Note: this was an in-class journal that I just typed up, so if there are typos it's because I typed it quickly, and the sentence fragments are a result of the in-class setting. :-)

Julia Schwartz

"The Lives of the Dead"

            Throughout The Things They Carried, author Tim O’Brien struggles with his memories of war and is tormented as he tries to fit the pieces of his puzzle together to find a meaning for the war. In “The Lives of the Dead,” O’Brien examines a memory that, while it is not actually part of the war, serves as an explanation of Tim’s role in it, idealized by nine-year-old Linda’s battle with brain cancer.

            In “The Lives of the Dead,” O’Brien reveals a part of the essence of his stores and bares his soul the reader even more than he has in previous stories:

                                    The thing about a story is that you dream it as you tell it, hoping that others

                            might then dream it along with you, and in this way memory and imagination and    

                            language combine to make spirits in the head. (230)

                    O’Brien tells his reader here why he has written The Things They Carried---to share and bring back to life through memories, where he “can see Kiowa, too, and Ted Lavender and Curt Lemon” (245) in the context of Timmy and Linda. Just as Tim carries the memories of Linda with him, so too does he carry the men of his battalion in Vietnam. In telling his story, O’Brien shares the men who were lost, takes down the old book from the dusty shelf, and proceeds to read it.

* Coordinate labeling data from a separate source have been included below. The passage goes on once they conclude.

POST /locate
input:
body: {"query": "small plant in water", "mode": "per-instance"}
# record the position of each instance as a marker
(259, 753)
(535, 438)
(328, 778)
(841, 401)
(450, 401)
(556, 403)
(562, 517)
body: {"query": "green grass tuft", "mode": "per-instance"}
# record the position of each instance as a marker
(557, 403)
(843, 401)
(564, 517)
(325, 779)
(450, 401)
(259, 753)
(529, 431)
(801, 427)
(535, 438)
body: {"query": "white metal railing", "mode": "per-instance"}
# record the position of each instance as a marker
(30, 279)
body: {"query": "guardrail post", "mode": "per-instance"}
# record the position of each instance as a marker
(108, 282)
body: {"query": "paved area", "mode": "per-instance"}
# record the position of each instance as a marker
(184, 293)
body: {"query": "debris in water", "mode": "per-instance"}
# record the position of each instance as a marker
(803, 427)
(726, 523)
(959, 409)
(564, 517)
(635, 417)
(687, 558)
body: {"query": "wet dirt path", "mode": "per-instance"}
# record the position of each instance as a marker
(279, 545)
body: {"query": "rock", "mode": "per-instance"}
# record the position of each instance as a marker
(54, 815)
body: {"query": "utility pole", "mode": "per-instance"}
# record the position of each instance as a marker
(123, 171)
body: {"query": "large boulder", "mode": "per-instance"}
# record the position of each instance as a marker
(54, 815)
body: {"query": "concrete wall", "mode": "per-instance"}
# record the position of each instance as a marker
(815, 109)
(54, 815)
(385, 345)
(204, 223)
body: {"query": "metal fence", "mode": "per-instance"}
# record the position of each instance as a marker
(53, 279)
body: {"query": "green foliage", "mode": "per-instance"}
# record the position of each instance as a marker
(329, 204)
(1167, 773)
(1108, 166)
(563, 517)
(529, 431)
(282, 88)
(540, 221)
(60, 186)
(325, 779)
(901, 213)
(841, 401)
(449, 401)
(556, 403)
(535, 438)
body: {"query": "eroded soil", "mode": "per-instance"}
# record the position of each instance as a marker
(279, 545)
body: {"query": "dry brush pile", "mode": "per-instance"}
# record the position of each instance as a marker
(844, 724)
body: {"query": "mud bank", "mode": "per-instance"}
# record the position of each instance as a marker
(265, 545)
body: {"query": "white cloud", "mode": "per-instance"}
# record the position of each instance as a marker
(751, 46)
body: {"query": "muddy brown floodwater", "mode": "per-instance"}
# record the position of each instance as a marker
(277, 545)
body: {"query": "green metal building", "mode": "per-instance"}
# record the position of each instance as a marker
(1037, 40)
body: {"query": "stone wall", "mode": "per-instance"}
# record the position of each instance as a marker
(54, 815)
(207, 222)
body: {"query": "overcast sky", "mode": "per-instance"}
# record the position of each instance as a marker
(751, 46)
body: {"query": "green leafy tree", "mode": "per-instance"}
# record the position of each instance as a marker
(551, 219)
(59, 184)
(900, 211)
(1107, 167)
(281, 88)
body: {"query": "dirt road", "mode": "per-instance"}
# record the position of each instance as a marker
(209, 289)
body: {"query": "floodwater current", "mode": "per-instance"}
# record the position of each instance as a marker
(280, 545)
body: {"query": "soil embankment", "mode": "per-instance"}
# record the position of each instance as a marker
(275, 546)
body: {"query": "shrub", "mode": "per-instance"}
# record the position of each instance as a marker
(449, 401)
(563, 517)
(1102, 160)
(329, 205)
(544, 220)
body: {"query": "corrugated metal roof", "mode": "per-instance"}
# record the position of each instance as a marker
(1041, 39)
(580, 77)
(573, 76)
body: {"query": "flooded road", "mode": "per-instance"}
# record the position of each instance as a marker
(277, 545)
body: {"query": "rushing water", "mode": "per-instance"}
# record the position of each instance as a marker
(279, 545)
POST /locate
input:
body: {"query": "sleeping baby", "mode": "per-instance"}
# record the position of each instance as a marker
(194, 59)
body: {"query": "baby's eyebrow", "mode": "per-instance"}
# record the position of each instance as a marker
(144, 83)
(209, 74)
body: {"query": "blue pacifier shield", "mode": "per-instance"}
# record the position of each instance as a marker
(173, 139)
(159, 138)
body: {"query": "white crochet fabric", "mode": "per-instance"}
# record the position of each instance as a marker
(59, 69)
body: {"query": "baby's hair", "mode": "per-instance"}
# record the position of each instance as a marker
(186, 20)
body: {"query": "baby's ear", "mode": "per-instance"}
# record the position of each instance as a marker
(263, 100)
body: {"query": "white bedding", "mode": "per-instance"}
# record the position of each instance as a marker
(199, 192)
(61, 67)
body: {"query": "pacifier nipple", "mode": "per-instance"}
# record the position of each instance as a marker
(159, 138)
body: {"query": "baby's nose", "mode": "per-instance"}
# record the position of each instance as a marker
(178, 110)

            As O’Brien shows how Linda maintains her presence in his memory, he can prove to himself that Kiowa and the others can live on as well, for “once you’re alive…you can’t ever be dead” (244). Because Tim still carries the images of his friends with him, they remain living in spirit. O’Brien tells his stories because “In a story, [he] can steal [Linda’s] soul” (236) and the souls of all others lost to him and bring them back to him as comfort.

            Linda is portrayed with all the gentle innocence of a sweet nine-year-old girl, and her lack of exposure to the struggles of teenage and adult life leave her with a pure view of the world. Linda is like Tim’s guardian angel, the white tassel on her red hat is proof of this. Linda is embodied strength, bravery, and wisdom, and although she is no longer living a mortal life, she has moved on. In her new identity, the very best Tim can remember of her, she is free from ugliness and can remain a beautiful companion for Tim, and can help him through all his hard times, to tell him, “’Timmy, stop crying… it doesn’t matter’” (238). In his mind, “in the spell of memory and imagination” (245), Linda is there to bring Tim back to peace.

            Linda to Tim is a symbol of strength; she braved the torture of her cancer “the whole time [staring] straight ahead, her eyes locked on the blackboard, her hands loosely folded at her lap” (235). While she knew her life was being lost, she didn’t dwell on self-pity and melancholy. Instead, Linda fought nobly and when she was defeated, accepted her fate and moved on. It is as if Tim wishes he could have acted in his war the same was Linda acted in hers: if he could have accepted his draft and not tried to run away from it, faced it like a man; if he had accepted his predicament steadily, mourned, and gone back to life, instead of dwelling on the minor factors, because “it doesn’t matter” (238).

            Linda is a spirit to Tim, a memory of what was, a lasting bearer of meaning. O’Brien realizes “she’s mostly made up, with a new identity and a new name, like the man who never was” (245), just like all of Tim’s past, just like all of The Things They Carried. Yet Tim can reach back to her, and all the real men who never really were, to capture the highlights of their truncated lives and to move beyond their deaths as mortals into their lives as immortal guardians and guides for Tim left behind in the tangible world.